Sur le continent américain, William Osler (1849-1919) passe pour un des pères de la médecine moderne. Cofondateur du célèbre hôpital Johns-Hopkins, à Baltimore (Etats-Unis), il a révolutionné la formation des médecins en l’installant au sein même de l’hôpital. Outre-Atlantique, ses citations font figure de maximes. L’une des plus célèbres fut prononcée en 1904, à la faculté de médecine de l’université McGill, de Montréal : « Le désir de prendre des médicaments est peut-être ce qui distingue le mieux l’homme de l’animal. »

Dans le livre Nos plus grands médecins (Les Liens qui libèrent), dont la traduction française sort le 8 octobre, le biologiste Jaap de Roode, professeur à l’université Emory d’Atlanta (Géorgie), reprend la formule du praticien canadien. Mais pour lui donner tort. Les plus grands médecins qu’il a choisi de nous présenter n’ont ni blouse ni stéthoscope. Le sous-titre le dit d’emblée : « Comment les fourmis, les papillons, les éléphants… se soignent depuis des millions d’années. » Après l’examen de quarante ans de littérature scientifique et dix ans d’expériences conduites dans son propre laboratoire, il peut l’affirmer.
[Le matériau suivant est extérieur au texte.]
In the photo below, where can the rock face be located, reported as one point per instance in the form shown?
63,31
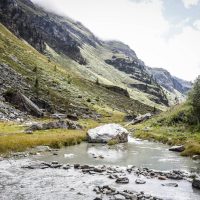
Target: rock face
23,103
169,82
177,148
141,118
105,133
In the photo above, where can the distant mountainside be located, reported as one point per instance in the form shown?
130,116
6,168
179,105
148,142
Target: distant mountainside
92,68
171,83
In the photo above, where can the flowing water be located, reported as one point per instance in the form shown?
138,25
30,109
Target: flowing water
17,183
140,153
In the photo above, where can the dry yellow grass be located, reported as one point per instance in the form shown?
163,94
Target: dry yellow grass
13,139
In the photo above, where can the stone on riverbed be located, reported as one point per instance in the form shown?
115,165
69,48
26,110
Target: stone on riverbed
177,148
122,180
105,133
140,181
196,183
170,184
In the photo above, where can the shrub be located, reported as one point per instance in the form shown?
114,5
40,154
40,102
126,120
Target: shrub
194,99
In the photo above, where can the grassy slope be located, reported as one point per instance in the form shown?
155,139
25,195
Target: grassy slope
61,86
13,137
171,127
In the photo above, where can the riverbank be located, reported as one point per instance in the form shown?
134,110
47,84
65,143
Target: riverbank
28,179
14,138
171,128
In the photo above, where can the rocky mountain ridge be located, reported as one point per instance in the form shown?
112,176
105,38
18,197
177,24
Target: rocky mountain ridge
108,67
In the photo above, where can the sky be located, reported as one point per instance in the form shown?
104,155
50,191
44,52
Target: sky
163,33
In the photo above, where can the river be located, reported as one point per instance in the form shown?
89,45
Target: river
18,183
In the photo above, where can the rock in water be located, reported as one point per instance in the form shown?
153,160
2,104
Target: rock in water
105,133
177,148
196,183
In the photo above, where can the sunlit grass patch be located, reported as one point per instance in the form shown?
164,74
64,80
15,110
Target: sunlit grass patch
53,138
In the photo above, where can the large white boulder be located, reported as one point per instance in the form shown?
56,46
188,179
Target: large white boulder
105,133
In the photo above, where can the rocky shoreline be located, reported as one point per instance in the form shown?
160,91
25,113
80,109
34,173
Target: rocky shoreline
102,182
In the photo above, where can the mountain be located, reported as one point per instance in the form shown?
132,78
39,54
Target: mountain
61,66
171,83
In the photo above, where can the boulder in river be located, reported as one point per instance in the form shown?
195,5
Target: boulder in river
196,183
177,148
140,181
105,133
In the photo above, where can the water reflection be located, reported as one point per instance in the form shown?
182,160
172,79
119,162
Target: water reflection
135,152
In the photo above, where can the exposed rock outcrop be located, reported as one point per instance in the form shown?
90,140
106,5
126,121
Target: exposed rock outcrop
23,103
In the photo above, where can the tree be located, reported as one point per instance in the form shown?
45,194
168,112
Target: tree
36,86
194,99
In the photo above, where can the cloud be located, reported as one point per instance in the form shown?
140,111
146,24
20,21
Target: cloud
142,26
190,3
196,24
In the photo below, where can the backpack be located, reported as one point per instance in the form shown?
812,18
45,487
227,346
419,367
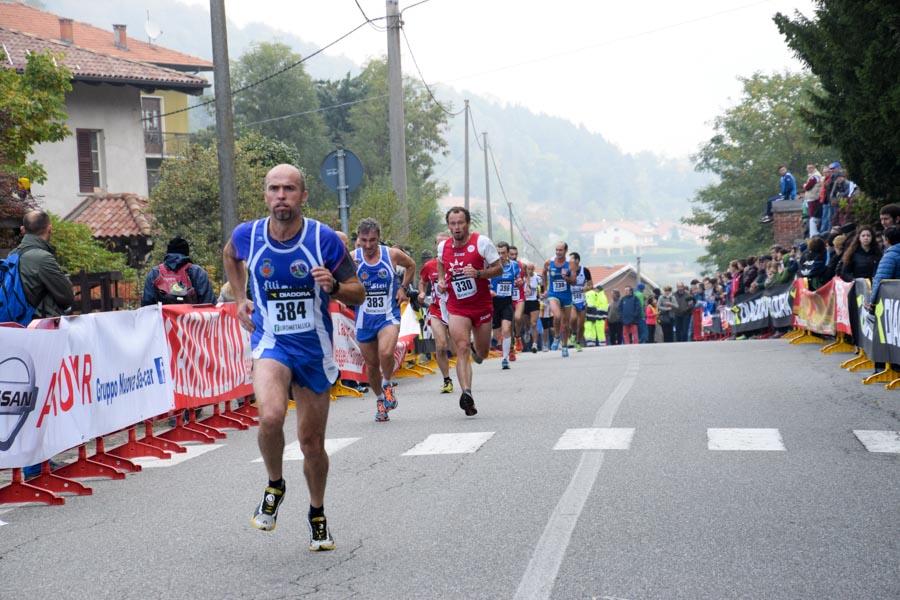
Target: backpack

Le fameux « propre de l’homme »déjà malmené par l’exploration des capacités d’apprentissage, de langage, d’empathie, de conceptualisation ou encore d’organisation sociale des animaux – ne réside pas non plus dans l’aptitude au soin.

Comme souvent, tout a commencé par nos plus proches cousins. En 1977, l’anthropologue Richard Wrangham, de Harvard, constate un drôle de comportement chez les chimpanzés de Gombe, en Tanzanie. Plutôt que les fruits dont ils raffolent, il leur arrive de consommer des feuilles d’Aspilia mossambicensis. Ou plutôt de les avaler. Intrigué, le chercheur scrute leurs excréments. Il y retrouve les feuilles rugueuses et velues de l’herbacée. Et, piégés entre les poils, des vers. En poursuivant ses observations, il constate que le procédé n’est pas collectif, mais bien individuel : seuls les primates infectés se purgent.